Mr. Fernback also currently serves as a Director for several Canadian mining companies. He holds an Honours B.Sc. from McMaster University, and is a graduate of the Sauder School of Business at the University of British Columbia, where he completed a MBA with a concentration in Finance. Mr. Fernback also holds a Certified Professional Accounting Designation (CPA, CMA) and is an active member of many industry and trade organizations in Vancouver.

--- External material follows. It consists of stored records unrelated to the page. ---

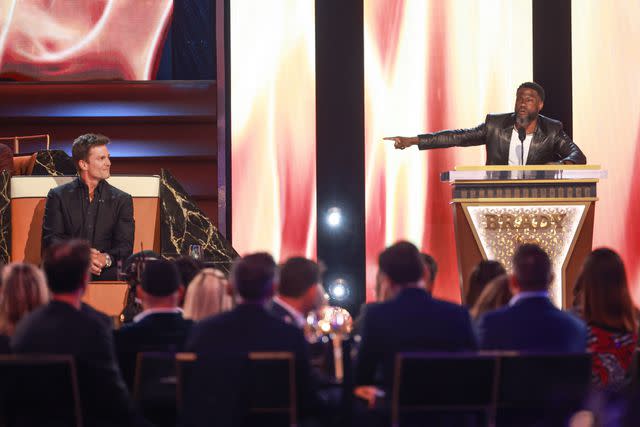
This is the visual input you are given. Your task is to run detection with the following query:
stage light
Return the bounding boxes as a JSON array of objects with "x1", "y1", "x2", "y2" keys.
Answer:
[
  {"x1": 326, "y1": 207, "x2": 342, "y2": 228},
  {"x1": 329, "y1": 279, "x2": 349, "y2": 301}
]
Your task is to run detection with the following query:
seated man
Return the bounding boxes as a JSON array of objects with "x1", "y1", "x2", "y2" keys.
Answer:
[
  {"x1": 114, "y1": 259, "x2": 193, "y2": 385},
  {"x1": 477, "y1": 244, "x2": 587, "y2": 353},
  {"x1": 355, "y1": 242, "x2": 476, "y2": 390},
  {"x1": 42, "y1": 134, "x2": 134, "y2": 280},
  {"x1": 11, "y1": 240, "x2": 134, "y2": 426},
  {"x1": 185, "y1": 253, "x2": 315, "y2": 425},
  {"x1": 267, "y1": 257, "x2": 324, "y2": 329}
]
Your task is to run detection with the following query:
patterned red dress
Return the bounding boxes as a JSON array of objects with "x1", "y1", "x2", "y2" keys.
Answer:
[{"x1": 588, "y1": 324, "x2": 638, "y2": 388}]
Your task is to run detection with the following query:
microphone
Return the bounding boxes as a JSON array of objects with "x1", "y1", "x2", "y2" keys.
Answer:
[{"x1": 518, "y1": 127, "x2": 527, "y2": 166}]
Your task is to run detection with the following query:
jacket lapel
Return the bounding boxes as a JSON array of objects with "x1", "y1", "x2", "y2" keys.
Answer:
[{"x1": 498, "y1": 114, "x2": 516, "y2": 165}]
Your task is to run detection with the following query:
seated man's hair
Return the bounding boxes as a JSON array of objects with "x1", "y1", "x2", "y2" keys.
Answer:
[
  {"x1": 513, "y1": 243, "x2": 552, "y2": 291},
  {"x1": 140, "y1": 259, "x2": 180, "y2": 297},
  {"x1": 518, "y1": 82, "x2": 545, "y2": 102},
  {"x1": 231, "y1": 252, "x2": 276, "y2": 302},
  {"x1": 42, "y1": 239, "x2": 91, "y2": 294},
  {"x1": 278, "y1": 257, "x2": 320, "y2": 298},
  {"x1": 378, "y1": 242, "x2": 424, "y2": 285},
  {"x1": 71, "y1": 133, "x2": 110, "y2": 165}
]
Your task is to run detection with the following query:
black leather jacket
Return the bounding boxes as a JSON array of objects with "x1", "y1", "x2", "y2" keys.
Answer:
[{"x1": 418, "y1": 113, "x2": 587, "y2": 165}]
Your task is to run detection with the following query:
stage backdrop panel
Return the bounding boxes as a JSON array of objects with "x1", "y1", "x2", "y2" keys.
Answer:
[
  {"x1": 364, "y1": 0, "x2": 533, "y2": 301},
  {"x1": 571, "y1": 0, "x2": 640, "y2": 305},
  {"x1": 230, "y1": 0, "x2": 316, "y2": 260}
]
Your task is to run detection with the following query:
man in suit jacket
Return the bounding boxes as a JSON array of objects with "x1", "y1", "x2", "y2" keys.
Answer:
[
  {"x1": 356, "y1": 242, "x2": 476, "y2": 389},
  {"x1": 476, "y1": 244, "x2": 587, "y2": 353},
  {"x1": 186, "y1": 253, "x2": 315, "y2": 425},
  {"x1": 114, "y1": 259, "x2": 193, "y2": 385},
  {"x1": 385, "y1": 82, "x2": 587, "y2": 165},
  {"x1": 267, "y1": 257, "x2": 324, "y2": 329},
  {"x1": 11, "y1": 240, "x2": 135, "y2": 426},
  {"x1": 42, "y1": 134, "x2": 134, "y2": 280}
]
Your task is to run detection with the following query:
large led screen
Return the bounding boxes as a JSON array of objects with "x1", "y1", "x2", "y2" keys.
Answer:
[
  {"x1": 571, "y1": 0, "x2": 640, "y2": 304},
  {"x1": 364, "y1": 0, "x2": 533, "y2": 301},
  {"x1": 230, "y1": 0, "x2": 316, "y2": 260}
]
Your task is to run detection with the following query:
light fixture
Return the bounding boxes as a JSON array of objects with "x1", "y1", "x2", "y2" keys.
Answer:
[
  {"x1": 329, "y1": 279, "x2": 349, "y2": 301},
  {"x1": 326, "y1": 207, "x2": 342, "y2": 228}
]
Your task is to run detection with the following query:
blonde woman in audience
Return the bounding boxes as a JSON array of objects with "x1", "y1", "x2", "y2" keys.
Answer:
[
  {"x1": 0, "y1": 263, "x2": 49, "y2": 352},
  {"x1": 469, "y1": 274, "x2": 513, "y2": 319},
  {"x1": 184, "y1": 268, "x2": 232, "y2": 322}
]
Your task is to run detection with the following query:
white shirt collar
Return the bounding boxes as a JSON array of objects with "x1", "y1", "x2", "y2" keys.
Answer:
[
  {"x1": 273, "y1": 295, "x2": 307, "y2": 328},
  {"x1": 509, "y1": 291, "x2": 549, "y2": 307},
  {"x1": 509, "y1": 127, "x2": 533, "y2": 166},
  {"x1": 133, "y1": 307, "x2": 182, "y2": 323}
]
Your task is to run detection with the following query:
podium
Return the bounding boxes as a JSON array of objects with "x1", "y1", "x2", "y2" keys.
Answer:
[{"x1": 441, "y1": 165, "x2": 607, "y2": 308}]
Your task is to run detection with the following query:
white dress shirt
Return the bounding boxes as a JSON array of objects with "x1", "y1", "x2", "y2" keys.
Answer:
[{"x1": 509, "y1": 127, "x2": 533, "y2": 166}]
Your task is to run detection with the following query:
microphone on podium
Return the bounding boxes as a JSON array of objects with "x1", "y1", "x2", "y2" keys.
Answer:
[{"x1": 517, "y1": 127, "x2": 527, "y2": 166}]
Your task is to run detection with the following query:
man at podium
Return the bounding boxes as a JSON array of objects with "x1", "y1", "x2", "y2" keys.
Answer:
[
  {"x1": 384, "y1": 82, "x2": 587, "y2": 165},
  {"x1": 42, "y1": 134, "x2": 134, "y2": 280}
]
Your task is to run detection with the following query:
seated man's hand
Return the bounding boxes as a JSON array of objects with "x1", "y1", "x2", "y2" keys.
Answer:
[
  {"x1": 91, "y1": 248, "x2": 107, "y2": 276},
  {"x1": 384, "y1": 136, "x2": 420, "y2": 150},
  {"x1": 353, "y1": 385, "x2": 384, "y2": 408}
]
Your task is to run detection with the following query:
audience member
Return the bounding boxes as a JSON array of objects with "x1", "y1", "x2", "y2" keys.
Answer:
[
  {"x1": 187, "y1": 253, "x2": 315, "y2": 425},
  {"x1": 11, "y1": 240, "x2": 134, "y2": 426},
  {"x1": 464, "y1": 260, "x2": 507, "y2": 307},
  {"x1": 183, "y1": 268, "x2": 232, "y2": 322},
  {"x1": 477, "y1": 244, "x2": 587, "y2": 353},
  {"x1": 267, "y1": 257, "x2": 324, "y2": 329},
  {"x1": 118, "y1": 250, "x2": 160, "y2": 323},
  {"x1": 114, "y1": 259, "x2": 193, "y2": 383},
  {"x1": 355, "y1": 242, "x2": 476, "y2": 390},
  {"x1": 578, "y1": 248, "x2": 638, "y2": 388},
  {"x1": 0, "y1": 264, "x2": 49, "y2": 353},
  {"x1": 469, "y1": 274, "x2": 513, "y2": 319}
]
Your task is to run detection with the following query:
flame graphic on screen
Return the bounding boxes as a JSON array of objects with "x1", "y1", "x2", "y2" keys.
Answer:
[
  {"x1": 364, "y1": 0, "x2": 533, "y2": 301},
  {"x1": 571, "y1": 0, "x2": 640, "y2": 306},
  {"x1": 0, "y1": 0, "x2": 173, "y2": 80},
  {"x1": 230, "y1": 0, "x2": 316, "y2": 260}
]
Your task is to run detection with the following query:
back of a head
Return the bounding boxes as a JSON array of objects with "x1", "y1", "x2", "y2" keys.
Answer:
[
  {"x1": 578, "y1": 248, "x2": 637, "y2": 332},
  {"x1": 513, "y1": 243, "x2": 553, "y2": 291},
  {"x1": 465, "y1": 260, "x2": 506, "y2": 307},
  {"x1": 0, "y1": 263, "x2": 49, "y2": 335},
  {"x1": 184, "y1": 268, "x2": 231, "y2": 321},
  {"x1": 141, "y1": 259, "x2": 180, "y2": 298},
  {"x1": 231, "y1": 252, "x2": 276, "y2": 302},
  {"x1": 42, "y1": 239, "x2": 91, "y2": 294},
  {"x1": 378, "y1": 241, "x2": 424, "y2": 286},
  {"x1": 469, "y1": 274, "x2": 513, "y2": 318},
  {"x1": 278, "y1": 257, "x2": 320, "y2": 298}
]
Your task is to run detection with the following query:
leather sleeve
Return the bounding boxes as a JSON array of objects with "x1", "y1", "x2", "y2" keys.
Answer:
[
  {"x1": 554, "y1": 128, "x2": 587, "y2": 165},
  {"x1": 418, "y1": 123, "x2": 487, "y2": 150},
  {"x1": 107, "y1": 194, "x2": 135, "y2": 264},
  {"x1": 42, "y1": 189, "x2": 70, "y2": 251}
]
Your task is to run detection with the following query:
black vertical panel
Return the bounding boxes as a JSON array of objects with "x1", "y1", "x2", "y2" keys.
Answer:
[
  {"x1": 532, "y1": 0, "x2": 573, "y2": 136},
  {"x1": 315, "y1": 0, "x2": 365, "y2": 314},
  {"x1": 215, "y1": 0, "x2": 233, "y2": 242}
]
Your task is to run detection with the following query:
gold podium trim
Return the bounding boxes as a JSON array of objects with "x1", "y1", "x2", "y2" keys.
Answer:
[
  {"x1": 453, "y1": 165, "x2": 601, "y2": 171},
  {"x1": 458, "y1": 198, "x2": 595, "y2": 308}
]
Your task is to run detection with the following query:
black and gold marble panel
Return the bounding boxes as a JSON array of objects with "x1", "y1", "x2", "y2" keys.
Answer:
[
  {"x1": 160, "y1": 169, "x2": 239, "y2": 272},
  {"x1": 0, "y1": 170, "x2": 11, "y2": 264},
  {"x1": 453, "y1": 182, "x2": 597, "y2": 199},
  {"x1": 31, "y1": 150, "x2": 76, "y2": 176}
]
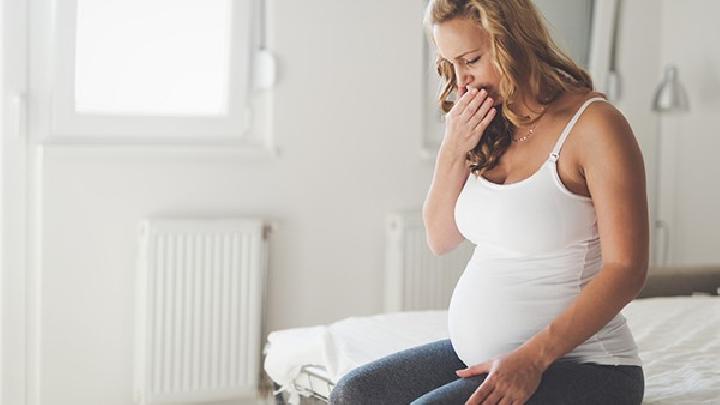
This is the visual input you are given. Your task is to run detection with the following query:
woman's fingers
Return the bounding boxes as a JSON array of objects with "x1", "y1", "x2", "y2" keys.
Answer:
[
  {"x1": 470, "y1": 108, "x2": 497, "y2": 145},
  {"x1": 468, "y1": 97, "x2": 494, "y2": 129},
  {"x1": 452, "y1": 87, "x2": 477, "y2": 117},
  {"x1": 460, "y1": 89, "x2": 487, "y2": 122}
]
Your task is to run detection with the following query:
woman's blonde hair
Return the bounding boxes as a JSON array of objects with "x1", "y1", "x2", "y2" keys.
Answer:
[{"x1": 424, "y1": 0, "x2": 593, "y2": 174}]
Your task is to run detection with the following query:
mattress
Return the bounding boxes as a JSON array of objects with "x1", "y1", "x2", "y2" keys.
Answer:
[{"x1": 264, "y1": 294, "x2": 720, "y2": 405}]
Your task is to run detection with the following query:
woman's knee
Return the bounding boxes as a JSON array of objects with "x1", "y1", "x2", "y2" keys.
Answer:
[{"x1": 329, "y1": 367, "x2": 385, "y2": 405}]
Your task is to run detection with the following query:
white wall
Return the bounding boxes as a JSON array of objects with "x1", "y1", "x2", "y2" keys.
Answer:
[
  {"x1": 38, "y1": 0, "x2": 432, "y2": 405},
  {"x1": 658, "y1": 0, "x2": 720, "y2": 265}
]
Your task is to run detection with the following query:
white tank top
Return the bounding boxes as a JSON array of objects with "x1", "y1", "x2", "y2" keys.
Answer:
[{"x1": 448, "y1": 97, "x2": 643, "y2": 366}]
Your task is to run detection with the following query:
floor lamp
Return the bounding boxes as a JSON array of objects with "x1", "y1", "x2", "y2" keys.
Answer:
[{"x1": 651, "y1": 65, "x2": 690, "y2": 266}]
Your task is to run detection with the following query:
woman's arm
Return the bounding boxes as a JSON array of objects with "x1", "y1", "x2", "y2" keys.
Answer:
[
  {"x1": 422, "y1": 148, "x2": 470, "y2": 256},
  {"x1": 520, "y1": 103, "x2": 649, "y2": 370}
]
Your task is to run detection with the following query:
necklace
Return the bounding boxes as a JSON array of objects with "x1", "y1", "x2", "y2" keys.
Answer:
[
  {"x1": 512, "y1": 107, "x2": 547, "y2": 142},
  {"x1": 512, "y1": 123, "x2": 537, "y2": 142}
]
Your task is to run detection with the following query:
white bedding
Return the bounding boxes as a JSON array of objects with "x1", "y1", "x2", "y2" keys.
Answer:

About Nevada Energy Metals: http://nevadaenergymetals.com/
Nevada Energy Metals Inc. is a well funded, Canadian based, exploration company who's primary listing is on the TSX Venture Exchange. The Company's main exploration focus is directed at lithium brine targets located in the mining friendly state of Nevada. The Company has ownership of 77 claims in Clayton Valley, only 250m from Rockwood Lithium, the only brine based lithium producer in North America (70% optioned-out to American Lithium Corp (TSX-V: Li).  Nevada Energy Metals has also acquired: 100 claims (Teels Marsh West) covering 2000 acres (809 hectares) at Teels Marsh, Mineral County, Nevada, a prospective lithium exploration project, 100% owned without any royalties; the San Emidio Desert lithium project, consisting of 155 claims (approximately 3,100 acres/1255 hectares) in Washoe County, Nevada; the Alkali Lake Project in Esmeralda county, is a 60% earn in option agreement from Dajin Resources Corp (TSX-V: DJI), where near surface lithium values have been confirmed; the Dixie Valley Project consisting of 911 claims covering 73.6 square kilometers/28.4 square miles (7,363 hectares/18,194 acres) of salt marsh playa.